Machinery breakdowns blamed for delay

A project worth over 1.4 billion Br for the expansion of dry port at Modjo has been stalled for over a year due to the contractor’s difficulty in finding spare parts for  its paving block machine at the cost of 2 million Br.

The Ethiopian Construction Works Corporation, blames the delay on procurement process.

“The spare parts aren’t available in Ethiopia,” said a representative of the Corporation, who wished to remain anonymous. “The machine itself was purchased from abroad.” Now after one year of fruitless efforts, a new plan has been adopted to directly purchase the necessary machinery.

“We issued a bid for the spare parts to fix the existing machine, but we haven’t had any offers for close to nine months now,” said the employee. “We received special permission from the government procurement agency to buy the parts ourselves.”

The project was launched in 2012, in an effort to expand the most congested dry port in Ethiopia. Ethiopian Shipping and Logistics Service Enterprise (ESLSE), the owner, had planned for the project to be completed last year.

The expansion would have boosted the carrying capacity of the port to 15,000 containers. Close to 142,000 containers are cleared across all seven dry ports in Ethiopia

Paving block machines cost an estimated 11 million Br each. However, the well documented difficulty of getting foreign exchange has proved problematic in the purchases of the new machine and the spare parts.

Due to the increased number of multi modal containers arriving in Ethiopia, the dry port was forced to begin operations without construction being completed. This lead to congestion and improper storage of containers and dust hazards as well as damage to the construction site. Currently, the port is storing more than 14, 500 containers.

Since its establishment in 2009, the Modjo Dry Port and Terminal has facilitated the entry of about 70pc of Ethiopia’s import items. It is located 73 km east of Addis Abeba and 553 km from Djibouti.

ESLSE estimates that the remainder of the project will cost around 26 million dollars.

“It’s going to cost a lot to repair the existing damage once the expansion is complete,” said a representative of ESLSE, who wished to remain anonymous. “As it is, the damage is creating health and safety hazards, as well as security issues arising from improper storage.”

Due to existing time and space constraints, containers are only allowed to stay in dry ports for two months. Earlier this year, over 220 containers were confiscated. The containers are allowed to stay in the dry port for six months, before having their contents examined and auctioned by ESLSE. Other issues make it difficult to speed up the process of clearing containers through the dry port.

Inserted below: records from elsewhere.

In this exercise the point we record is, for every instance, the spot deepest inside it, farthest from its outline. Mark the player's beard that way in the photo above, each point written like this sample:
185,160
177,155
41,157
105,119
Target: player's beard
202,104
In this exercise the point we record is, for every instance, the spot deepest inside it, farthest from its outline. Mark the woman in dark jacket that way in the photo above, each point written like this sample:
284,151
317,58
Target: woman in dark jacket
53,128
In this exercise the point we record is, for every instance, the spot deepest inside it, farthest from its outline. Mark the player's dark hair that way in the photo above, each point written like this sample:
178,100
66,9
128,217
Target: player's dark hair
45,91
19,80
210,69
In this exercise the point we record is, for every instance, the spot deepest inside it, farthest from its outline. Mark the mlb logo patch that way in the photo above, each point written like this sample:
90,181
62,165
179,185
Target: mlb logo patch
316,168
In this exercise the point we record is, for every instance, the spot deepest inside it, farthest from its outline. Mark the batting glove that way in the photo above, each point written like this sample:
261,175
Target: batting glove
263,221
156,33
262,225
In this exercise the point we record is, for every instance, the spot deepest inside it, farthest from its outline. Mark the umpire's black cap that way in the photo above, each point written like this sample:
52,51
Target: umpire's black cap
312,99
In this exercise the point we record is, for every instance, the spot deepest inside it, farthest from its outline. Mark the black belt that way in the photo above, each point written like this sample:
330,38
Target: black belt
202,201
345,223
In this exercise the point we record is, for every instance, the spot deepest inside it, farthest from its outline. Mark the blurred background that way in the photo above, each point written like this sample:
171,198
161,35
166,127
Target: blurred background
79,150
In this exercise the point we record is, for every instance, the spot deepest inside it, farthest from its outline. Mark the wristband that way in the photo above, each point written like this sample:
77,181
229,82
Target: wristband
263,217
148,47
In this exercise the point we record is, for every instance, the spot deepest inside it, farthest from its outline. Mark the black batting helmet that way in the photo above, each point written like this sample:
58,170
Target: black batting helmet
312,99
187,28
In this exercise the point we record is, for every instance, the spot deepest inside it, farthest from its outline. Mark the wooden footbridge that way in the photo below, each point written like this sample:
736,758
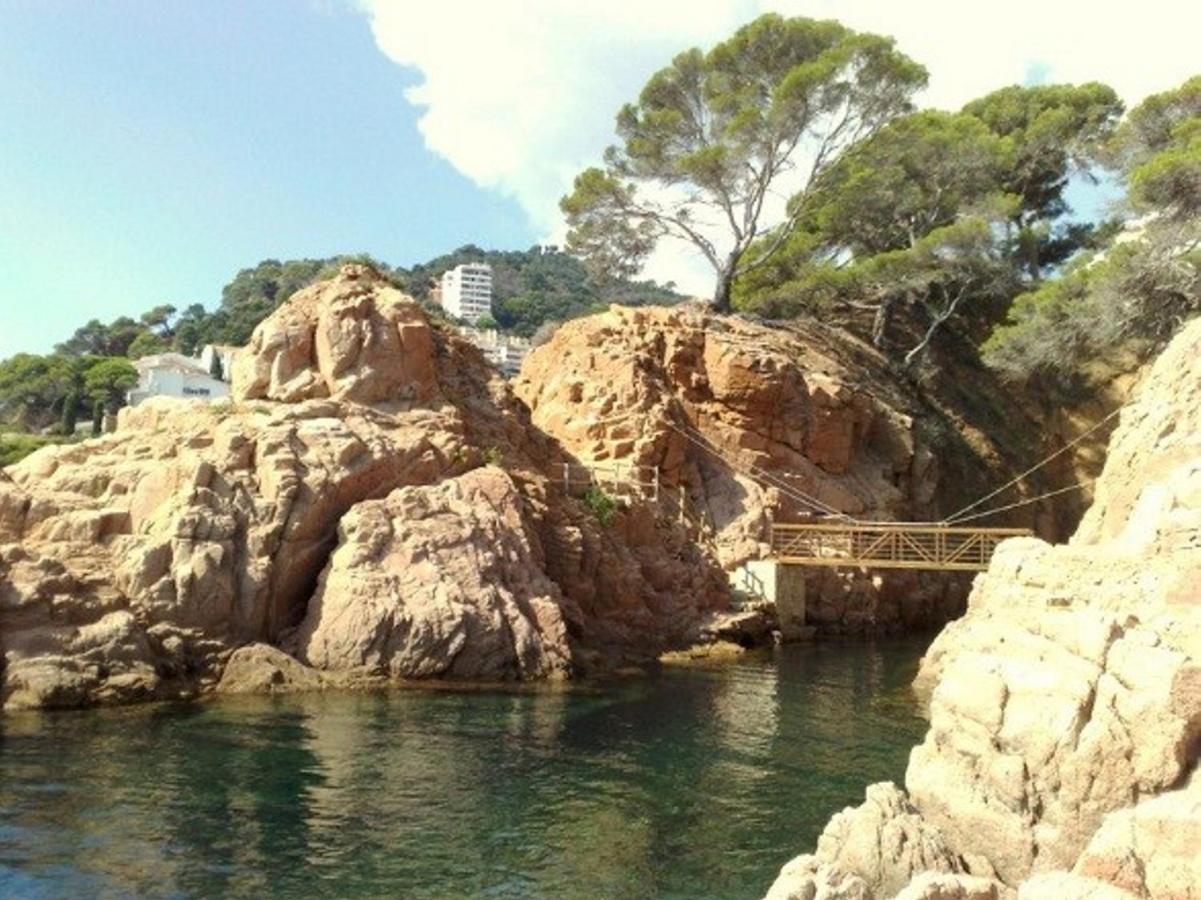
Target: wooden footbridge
889,544
835,538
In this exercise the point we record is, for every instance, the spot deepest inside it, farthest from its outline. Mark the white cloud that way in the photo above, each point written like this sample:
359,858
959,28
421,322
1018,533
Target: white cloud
519,95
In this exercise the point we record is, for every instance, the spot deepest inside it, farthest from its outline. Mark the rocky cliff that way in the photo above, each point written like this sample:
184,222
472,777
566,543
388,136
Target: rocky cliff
747,422
374,500
1065,707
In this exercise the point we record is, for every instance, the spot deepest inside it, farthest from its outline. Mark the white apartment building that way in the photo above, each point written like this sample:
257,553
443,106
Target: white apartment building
505,351
467,291
174,375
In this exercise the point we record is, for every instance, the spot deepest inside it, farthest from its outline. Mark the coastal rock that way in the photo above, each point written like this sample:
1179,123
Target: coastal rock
1065,705
438,580
135,565
746,422
867,851
262,668
352,338
1145,851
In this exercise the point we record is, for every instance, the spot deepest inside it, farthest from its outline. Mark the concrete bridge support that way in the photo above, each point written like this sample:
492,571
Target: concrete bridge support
780,585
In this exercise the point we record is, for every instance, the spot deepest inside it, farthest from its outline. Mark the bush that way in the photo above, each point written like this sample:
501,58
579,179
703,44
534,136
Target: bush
603,506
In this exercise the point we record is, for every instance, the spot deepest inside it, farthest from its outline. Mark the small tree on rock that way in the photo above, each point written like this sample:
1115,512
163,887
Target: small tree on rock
713,132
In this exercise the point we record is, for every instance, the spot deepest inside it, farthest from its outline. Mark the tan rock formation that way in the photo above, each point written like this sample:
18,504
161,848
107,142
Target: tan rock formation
353,338
438,580
1071,689
867,851
133,565
790,410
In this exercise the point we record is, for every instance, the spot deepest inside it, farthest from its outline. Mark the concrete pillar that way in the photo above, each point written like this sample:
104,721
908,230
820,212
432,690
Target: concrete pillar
782,585
790,602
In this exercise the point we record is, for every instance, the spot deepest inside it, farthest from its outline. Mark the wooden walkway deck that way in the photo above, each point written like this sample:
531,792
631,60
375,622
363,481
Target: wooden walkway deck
888,544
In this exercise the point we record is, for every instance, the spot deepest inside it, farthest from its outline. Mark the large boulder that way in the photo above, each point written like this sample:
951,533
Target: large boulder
351,338
867,851
747,423
438,580
142,564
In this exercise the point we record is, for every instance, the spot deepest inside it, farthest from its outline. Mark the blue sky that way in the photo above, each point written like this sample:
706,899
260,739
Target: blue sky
148,150
151,148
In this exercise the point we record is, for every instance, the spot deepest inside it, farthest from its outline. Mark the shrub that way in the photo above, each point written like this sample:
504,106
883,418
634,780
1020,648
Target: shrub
603,506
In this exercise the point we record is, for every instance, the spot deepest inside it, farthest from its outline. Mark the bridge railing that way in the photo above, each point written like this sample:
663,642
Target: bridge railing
886,544
622,480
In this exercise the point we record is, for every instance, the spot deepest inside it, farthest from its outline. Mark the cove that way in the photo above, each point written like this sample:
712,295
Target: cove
687,782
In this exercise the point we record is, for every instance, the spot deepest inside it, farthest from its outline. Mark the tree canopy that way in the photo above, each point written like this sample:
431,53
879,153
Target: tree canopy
1133,293
712,133
939,218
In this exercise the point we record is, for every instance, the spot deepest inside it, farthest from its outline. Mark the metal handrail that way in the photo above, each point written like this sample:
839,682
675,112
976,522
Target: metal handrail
889,544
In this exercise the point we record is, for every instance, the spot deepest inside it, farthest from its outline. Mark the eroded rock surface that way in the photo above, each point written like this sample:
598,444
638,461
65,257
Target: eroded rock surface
133,565
1065,708
745,421
438,580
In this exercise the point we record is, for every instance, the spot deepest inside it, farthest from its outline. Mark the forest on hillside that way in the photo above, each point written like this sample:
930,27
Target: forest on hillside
90,370
924,231
920,230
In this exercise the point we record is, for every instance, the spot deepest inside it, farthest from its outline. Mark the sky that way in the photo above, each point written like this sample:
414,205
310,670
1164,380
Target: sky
151,148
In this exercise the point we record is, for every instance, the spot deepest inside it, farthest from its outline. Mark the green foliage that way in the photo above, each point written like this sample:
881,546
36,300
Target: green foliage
34,387
1134,294
710,135
148,344
107,381
940,219
603,506
1053,130
531,287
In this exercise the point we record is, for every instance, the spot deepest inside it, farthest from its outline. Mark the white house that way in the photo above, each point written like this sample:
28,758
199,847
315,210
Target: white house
505,351
174,375
225,352
467,291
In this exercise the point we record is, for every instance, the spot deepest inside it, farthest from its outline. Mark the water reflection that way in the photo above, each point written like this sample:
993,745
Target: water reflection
691,784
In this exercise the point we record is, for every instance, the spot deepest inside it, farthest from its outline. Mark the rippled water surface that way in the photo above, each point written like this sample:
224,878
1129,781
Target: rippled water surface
693,782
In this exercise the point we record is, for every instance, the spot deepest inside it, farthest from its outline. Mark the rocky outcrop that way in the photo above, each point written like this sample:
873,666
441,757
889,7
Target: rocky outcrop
438,580
867,851
1065,708
746,423
135,565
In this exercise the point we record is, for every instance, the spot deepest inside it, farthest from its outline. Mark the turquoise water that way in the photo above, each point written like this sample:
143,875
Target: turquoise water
692,784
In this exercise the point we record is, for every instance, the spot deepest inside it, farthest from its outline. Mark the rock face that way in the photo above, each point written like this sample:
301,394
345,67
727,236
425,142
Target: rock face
1065,711
133,565
867,851
746,423
438,580
344,339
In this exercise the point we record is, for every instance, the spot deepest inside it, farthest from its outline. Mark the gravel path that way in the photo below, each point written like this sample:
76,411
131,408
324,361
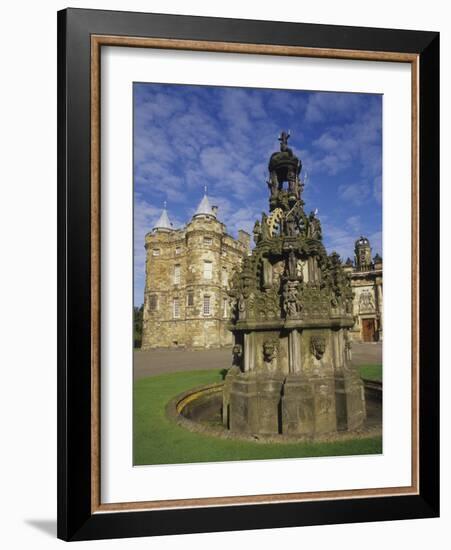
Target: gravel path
150,363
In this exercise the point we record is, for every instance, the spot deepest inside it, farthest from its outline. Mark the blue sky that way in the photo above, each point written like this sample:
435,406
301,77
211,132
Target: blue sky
186,137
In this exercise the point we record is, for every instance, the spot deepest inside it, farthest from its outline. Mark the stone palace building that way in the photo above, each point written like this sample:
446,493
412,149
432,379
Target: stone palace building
188,274
366,282
188,271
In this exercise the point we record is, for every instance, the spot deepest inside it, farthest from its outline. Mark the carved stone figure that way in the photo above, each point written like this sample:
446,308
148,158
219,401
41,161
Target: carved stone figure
366,301
318,346
237,354
314,227
264,227
291,301
290,295
292,266
257,231
270,351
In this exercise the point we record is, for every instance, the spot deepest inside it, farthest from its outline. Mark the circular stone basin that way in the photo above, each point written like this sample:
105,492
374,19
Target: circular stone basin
200,410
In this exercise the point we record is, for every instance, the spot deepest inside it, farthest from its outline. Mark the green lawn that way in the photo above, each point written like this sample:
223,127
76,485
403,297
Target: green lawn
158,440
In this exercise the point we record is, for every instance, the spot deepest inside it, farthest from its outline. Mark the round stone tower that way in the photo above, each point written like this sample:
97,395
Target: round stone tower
291,311
362,251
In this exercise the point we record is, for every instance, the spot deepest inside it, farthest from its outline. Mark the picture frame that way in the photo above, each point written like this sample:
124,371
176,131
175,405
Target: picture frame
81,35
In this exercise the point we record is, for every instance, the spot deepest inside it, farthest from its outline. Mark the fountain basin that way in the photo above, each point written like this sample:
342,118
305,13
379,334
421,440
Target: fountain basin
199,410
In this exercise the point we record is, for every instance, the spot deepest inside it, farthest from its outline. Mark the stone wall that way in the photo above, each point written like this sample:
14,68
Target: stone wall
188,324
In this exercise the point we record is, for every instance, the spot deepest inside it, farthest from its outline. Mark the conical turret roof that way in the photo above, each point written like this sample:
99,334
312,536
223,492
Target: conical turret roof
204,207
163,223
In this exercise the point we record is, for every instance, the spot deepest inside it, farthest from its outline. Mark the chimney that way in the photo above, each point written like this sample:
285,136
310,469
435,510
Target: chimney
245,239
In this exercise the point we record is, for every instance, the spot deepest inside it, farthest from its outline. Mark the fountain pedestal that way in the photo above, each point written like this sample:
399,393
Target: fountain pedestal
291,312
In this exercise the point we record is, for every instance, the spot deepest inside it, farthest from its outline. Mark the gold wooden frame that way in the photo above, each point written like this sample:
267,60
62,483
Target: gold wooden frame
97,41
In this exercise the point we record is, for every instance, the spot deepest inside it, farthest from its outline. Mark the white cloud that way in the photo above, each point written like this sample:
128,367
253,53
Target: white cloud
355,193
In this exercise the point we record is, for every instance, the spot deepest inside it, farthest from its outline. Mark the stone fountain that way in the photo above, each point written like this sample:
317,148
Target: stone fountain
291,312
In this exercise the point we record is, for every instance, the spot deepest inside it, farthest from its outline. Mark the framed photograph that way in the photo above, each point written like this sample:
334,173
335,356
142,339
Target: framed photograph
248,274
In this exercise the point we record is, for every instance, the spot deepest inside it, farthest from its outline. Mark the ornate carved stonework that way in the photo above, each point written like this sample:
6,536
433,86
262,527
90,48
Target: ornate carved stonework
318,346
289,300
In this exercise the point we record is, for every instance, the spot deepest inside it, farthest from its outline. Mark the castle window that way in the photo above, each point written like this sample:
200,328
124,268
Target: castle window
207,310
176,308
224,277
208,270
177,274
153,302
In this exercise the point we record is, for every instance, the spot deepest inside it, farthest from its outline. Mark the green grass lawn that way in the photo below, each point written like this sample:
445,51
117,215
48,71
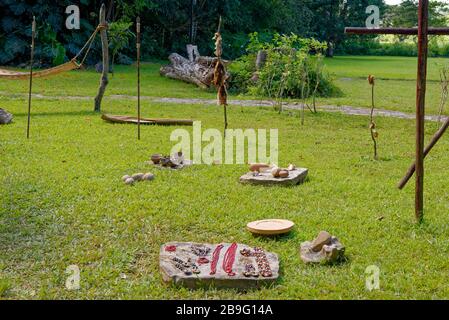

At the country’s dry docks, document compliance procedures take about 126 hours and costs around 175 dollars, while border compliance procedures take about 57 hours and costs around 145 dollars, according to World Bank doing business. These costs are passed to the importers.

The Corporation was formed by a merger between the Ethiopian Road Construction Corporation and the Ethiopian Water Works Enterprise in 2015, and carries out the construction of railways, runways and ports.

Last year, the Corporation took its first overseas project which included constructing an irrigation infrastructure development project in Rwanda, worth 3.6 billion Rwandan francs.

There are seven dry ports in Ethiopia: Gelan, Modjo, Comet, Semera, Kombolcha, Meqelle and Dire Dawa.